North Carolina law currently prohibits a solar developer
from owning a solar panel array on someone else’s roof and selling electricity
directly to the owner of the property, which would bypass the electric utility.
By giving utilities a monopoly to sell power, the state requires the companies
to provide power to everyone in a particular service area, maintain the
service, restore power and maintain service quality.
The one attempt to test this law, by the Faith Community
Church in Greensboro, resulted in a 2016 ruling by the N.C. Utilities
Commission that the arrangement was illegal.
Under Szoka’s proposal, the solar developer would own the
solar panels and lease them to the homeowner or business owner for a monthly
fee, as long as the fee is not directly tied to the amount of electricity
generated by the solar panels. The property owner, in exchange, will get
electricity from the panels, which will reduce the power bill from Duke Energy.
Charlotte-based Duke Energy supports the proposal because
it’s structured as a financing arrangement, not as a direct sale of electricity
to a Duke customer by a third party, said Duke spokesman Randy Wheeless. Duke
customers have had a similar leasing option in South Carolina since 2015.

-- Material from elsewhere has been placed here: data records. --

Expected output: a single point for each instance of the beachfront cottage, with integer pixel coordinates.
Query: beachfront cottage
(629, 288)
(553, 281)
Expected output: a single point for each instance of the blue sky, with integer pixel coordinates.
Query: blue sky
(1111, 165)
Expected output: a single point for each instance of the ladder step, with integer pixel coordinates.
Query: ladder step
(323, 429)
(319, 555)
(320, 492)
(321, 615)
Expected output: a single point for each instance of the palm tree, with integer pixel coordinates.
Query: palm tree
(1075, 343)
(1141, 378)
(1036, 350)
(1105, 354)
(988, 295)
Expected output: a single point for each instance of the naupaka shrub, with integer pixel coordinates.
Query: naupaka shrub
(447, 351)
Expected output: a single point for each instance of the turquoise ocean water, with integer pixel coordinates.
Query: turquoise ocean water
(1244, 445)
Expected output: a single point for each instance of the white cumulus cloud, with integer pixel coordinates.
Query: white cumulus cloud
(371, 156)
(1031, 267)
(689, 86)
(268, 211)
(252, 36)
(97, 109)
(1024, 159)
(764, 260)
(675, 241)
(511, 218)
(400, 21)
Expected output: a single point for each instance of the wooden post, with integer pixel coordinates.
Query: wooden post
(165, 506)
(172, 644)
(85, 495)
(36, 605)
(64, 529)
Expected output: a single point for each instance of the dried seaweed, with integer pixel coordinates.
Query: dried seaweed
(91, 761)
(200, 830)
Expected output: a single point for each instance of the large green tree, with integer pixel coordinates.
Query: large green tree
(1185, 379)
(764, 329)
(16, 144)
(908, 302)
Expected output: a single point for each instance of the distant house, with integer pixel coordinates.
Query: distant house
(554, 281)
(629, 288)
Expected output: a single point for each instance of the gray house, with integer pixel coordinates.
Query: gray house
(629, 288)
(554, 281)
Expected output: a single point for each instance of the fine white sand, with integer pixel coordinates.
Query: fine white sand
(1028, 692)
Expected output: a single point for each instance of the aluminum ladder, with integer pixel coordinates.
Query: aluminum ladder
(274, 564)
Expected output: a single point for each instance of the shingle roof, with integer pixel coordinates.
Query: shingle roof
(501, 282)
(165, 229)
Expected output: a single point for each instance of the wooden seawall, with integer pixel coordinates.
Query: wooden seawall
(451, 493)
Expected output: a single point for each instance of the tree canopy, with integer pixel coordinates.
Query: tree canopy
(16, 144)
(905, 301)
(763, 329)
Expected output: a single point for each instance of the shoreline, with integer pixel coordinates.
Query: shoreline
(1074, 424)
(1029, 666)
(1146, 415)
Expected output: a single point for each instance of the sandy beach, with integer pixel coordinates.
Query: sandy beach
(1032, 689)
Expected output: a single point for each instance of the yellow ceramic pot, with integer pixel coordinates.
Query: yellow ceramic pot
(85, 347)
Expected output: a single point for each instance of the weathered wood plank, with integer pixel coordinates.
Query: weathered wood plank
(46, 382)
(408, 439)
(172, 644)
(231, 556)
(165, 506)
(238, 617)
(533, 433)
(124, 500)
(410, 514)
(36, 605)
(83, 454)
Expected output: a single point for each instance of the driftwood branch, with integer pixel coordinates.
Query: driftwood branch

Stewart Miller, owner of Yes Solar Solutions, a rooftop
solar installer in Cary, said the proposed leasing option may not be more
appealing than other financing options now available, including arrangements
that generate power for the homeowner and don’t require customers to start
making payments until a year has passed. Miller said many homeowners prefer to
own their solar panels, which can generate power for up to 40 years, whereas
leasing panels will leave the homeowner with zero ownership at the end of the
lease term.
In exchange for making a concession on leases, Duke would
pay less for power purchased from industrial-scale solar farms, rather than
being stuck with a standard wholesale rate set by the N.C. Utilities
Commission. Kendal Bowman, Duke’s vice president of regulatory affairs and
policy, told lawmakers that competitive bidding for the lowest rates could save
the company as much as $850 million over 10 years in payments to solar farms.
Under state law those savings would be passed on to customers.
The legislation would require Duke to accept bids from solar
farms and offer longer-term contracts, which is expected to reduce the prices
Duke pays for the power.
Brian O’Hara, senior vice president of strategy and
government affairs at Chapel Hill-based Strata Solar, the state’s largest solar
farm developer, said solar developers can accept lower prices if they get
longer contracts.
“It’s not killing solar at all,” Szoka said. “We wouldn’t
have all the renewable energy people standing up saying they’re in support of
this if they were putting themselves at an economic disadvantage.”